Fashion Versus Ideology
I kind of love twentysomethingtales. Her tumblr is very frank and open about her life, and she writes with an easy, economical and natural style.
Early this morning, after a bout of insomnia, she found herself thinking about her time in Paris. Somewhere in a Paris kitchen she found herself talking to an older French girl about their ambitions. The Parisian wanted to start a jewelry company, while twentysomethingtales wanted to start writing for women’s magazines. This prompted mockery from the Parisian.
“Are you serious? You want to write shitty crap for publications that make society a horrible place?” she said
The irony of that girl’s put down is that she was hardly working to make the world a better place, unless selling pretty bangles counts. (And maybe it does.) A girl who wants to start a jewelry company shouldn’t be so quick to dismiss a girl who wants to write for women’s magazines.

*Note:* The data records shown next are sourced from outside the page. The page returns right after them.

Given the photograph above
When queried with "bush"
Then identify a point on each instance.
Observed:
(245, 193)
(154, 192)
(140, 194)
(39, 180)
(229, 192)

What’s more, it’s a subtle kind of sexism to believe that women’s magazines make the world worse while men’s magazines don’t. And by “men’s magazines” I don’t even mean GQ and Esquire, much less Playboy or the like. I mean even the news magazines and political commentary magazines. (Yes, I know women read these things but traditionally they were considered “men’s” magazines.) These often give people, especially men, the illusion of knowledge, allow them to have strongly formed opinions that they mistake for well-formed opinions.
In Plato’s dialog, “The Gorgias,” Socrates confronts a man named Gorgias, who is said to have taught the citizens of another city to be able to answer every question boldly. They have become the kind of people who lust after wisdom, according to the popular description of Gorgias’ accomplishment.
I hate to say this, but it helps to look at the ancient greek to understand why this is a put-down in Plato’s view. For Plato, philosophy (love of wisdom) is the highest human activity, and it’s basic cognitive activity is questioning. It involves an awareness of the permanent questions of human being. But Gorgias hasn’t make people philosophers. He has taught them philo-erasty. The greek word for a desirous, lusty seducer is erastes. He has made the citizens erastics for wisdom.
Too often we fall into the same trap, mistaking identifying the problem of ignorance with finding a solution to it. We’re very down on ignorance but forget that the alternative is often arrogance rather than knowledge.
Uhm, I forget where this was going. Oh, right. I’m not sure that magazines which encourage women to concentrate on fashion or beauty are worse than magazine that encourage men to become dogmatically ideological about things that they don’t really have much influence over, don’t really effect their lives that much and may distract them from their friends and family. Actually, if the end effect is to make women pretty and men politically committed beyond warrant, I’m pretty sure women’s magazines are better.